BY: ORANGECHAIR
The summer I graduated from college, so two summers ago, I went on somewhat of a video game binge. Within a couple of days of one another I purchased Dead Space, Dead Space 2, Bioshock and Bioshock 2. Then I promptly beat them all. While both of those franchises are great, I cannot remember the last time I had as much fun as I did playing Bioshock. When I beat Bioshock 2 three things happened. 1) The credits rolled…because that’s what happens when you beat a video game. 2) Bioshock became one of my favorite video game franchises. 3) I began to count down to the release of Bioshock Infinite. Well, the third installment in the Bioshock series hit stores. Since then I have bought and beaten it and the game lived up to everyone of my wildest expectations.
Bioshock Infinite takes us out of the underwater metropolis of Rapture and brings us to Colombia, the city floating in the sky. You play as Booker DeWitt, a man who owes some very dangerous people a debt. As the game opens the words “deliver the girl and your debt is paid” ring in your ears. Booker makes his way to Colombia, a gorgeous, sprawling city floating high above the clouds, where he must search for the girl in question: Elizabeth. Everything starts fine until the people of Colombia notice a tattoo on Booker’s hand and label him the false prophet. Booker must fight his way through the city and find Elizabeth. Escaping from her guardian, the Songbird, Booker and Elizabeth try to escape the city together while the city’s leader Zachary Comstock tries to get Elizabeth back. Fighting through a rebellion, discovering secrets about the city, traveling to other worlds using Elizabeth’s unique powers and uncovering Booker’s past all leads to a mind-blowing ending worthy of the Bioshock franchise.
The game play in Bioshock Infinite is absolutely outstanding. The game play, just like the entire game, is very similar yet also very different from the first two games. While in the first two games guns and weapons were rare to get and ammo needed to be conserved, Infinite’s world features a large selection of weapons and much more plentiful amounts of ammo.
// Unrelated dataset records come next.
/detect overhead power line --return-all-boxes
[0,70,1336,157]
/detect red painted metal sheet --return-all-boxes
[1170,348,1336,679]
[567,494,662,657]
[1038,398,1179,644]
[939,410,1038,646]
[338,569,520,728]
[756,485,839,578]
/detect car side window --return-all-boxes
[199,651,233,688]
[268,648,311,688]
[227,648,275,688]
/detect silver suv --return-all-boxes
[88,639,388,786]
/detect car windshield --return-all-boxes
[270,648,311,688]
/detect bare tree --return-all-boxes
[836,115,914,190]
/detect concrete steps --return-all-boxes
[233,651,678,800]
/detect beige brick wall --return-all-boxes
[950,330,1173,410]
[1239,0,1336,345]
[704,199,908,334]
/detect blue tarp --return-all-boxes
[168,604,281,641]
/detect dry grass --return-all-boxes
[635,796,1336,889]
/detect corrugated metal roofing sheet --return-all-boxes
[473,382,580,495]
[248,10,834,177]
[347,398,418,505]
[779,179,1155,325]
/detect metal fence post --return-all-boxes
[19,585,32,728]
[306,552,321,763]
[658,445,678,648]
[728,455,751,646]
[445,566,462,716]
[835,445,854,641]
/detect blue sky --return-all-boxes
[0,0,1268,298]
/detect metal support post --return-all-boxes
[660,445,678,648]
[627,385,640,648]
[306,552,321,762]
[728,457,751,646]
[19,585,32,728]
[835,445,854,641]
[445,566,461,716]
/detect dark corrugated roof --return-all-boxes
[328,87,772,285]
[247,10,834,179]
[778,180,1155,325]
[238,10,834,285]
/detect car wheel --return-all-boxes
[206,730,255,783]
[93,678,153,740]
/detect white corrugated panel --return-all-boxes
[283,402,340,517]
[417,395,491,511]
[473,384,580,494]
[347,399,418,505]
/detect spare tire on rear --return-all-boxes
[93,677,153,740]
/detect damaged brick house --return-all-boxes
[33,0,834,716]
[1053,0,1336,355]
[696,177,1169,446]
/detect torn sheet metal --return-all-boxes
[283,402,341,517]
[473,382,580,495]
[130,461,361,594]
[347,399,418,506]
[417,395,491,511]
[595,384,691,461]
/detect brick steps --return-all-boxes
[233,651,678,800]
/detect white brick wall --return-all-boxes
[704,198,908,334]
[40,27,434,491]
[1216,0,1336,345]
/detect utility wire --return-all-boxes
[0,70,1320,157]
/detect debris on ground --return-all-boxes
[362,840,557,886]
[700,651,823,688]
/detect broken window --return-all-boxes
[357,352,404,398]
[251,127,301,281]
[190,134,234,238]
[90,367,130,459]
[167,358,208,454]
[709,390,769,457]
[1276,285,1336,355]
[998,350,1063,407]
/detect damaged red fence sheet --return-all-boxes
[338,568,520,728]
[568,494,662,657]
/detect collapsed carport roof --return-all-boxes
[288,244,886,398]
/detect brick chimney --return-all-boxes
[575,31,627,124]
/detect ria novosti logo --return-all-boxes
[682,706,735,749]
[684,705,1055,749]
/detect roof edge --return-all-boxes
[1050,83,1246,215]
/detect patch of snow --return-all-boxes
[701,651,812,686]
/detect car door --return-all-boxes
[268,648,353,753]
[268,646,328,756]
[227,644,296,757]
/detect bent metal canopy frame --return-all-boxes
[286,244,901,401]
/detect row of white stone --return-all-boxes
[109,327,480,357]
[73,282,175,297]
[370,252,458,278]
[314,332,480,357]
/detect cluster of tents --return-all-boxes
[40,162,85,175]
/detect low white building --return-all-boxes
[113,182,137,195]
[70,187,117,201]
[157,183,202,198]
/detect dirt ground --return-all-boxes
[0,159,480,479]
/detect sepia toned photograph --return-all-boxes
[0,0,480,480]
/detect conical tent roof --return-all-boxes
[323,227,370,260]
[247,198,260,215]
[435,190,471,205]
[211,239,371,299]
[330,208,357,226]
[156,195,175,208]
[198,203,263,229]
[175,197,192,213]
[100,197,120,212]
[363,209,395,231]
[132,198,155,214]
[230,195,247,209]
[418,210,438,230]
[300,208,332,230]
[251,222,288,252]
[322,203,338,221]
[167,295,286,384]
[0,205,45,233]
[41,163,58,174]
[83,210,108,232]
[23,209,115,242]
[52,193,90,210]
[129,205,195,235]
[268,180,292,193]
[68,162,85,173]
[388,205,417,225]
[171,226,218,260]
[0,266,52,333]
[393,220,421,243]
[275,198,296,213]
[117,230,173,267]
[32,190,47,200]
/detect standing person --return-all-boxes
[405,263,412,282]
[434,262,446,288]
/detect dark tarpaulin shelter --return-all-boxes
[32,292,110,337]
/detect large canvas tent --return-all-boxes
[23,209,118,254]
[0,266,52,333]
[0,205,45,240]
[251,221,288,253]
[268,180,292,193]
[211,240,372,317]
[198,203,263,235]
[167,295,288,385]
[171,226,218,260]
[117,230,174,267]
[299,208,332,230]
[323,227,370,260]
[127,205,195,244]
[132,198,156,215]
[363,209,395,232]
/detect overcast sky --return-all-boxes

Plasmids are still around, though in Colombia they are called Vigors, but there is not quite as large of a variety as in the first two games. Also Atom, the currency harvested from Little Sisters used to buy Plasmids, is non-existent. Instead weapons and Vigors are bought with coins and upgraded with coins. Other than these few differences the game play is very similar. You travel through Colombia while fighting a mix of gun wielding men and women as well as monsters and machines. The best addition to the game was the sky rails, loops of rails that wind through the city. Booker has the ability to use his melee weapon to attach to the rails, flying through the sky during battles while raining bullets down on his enemies.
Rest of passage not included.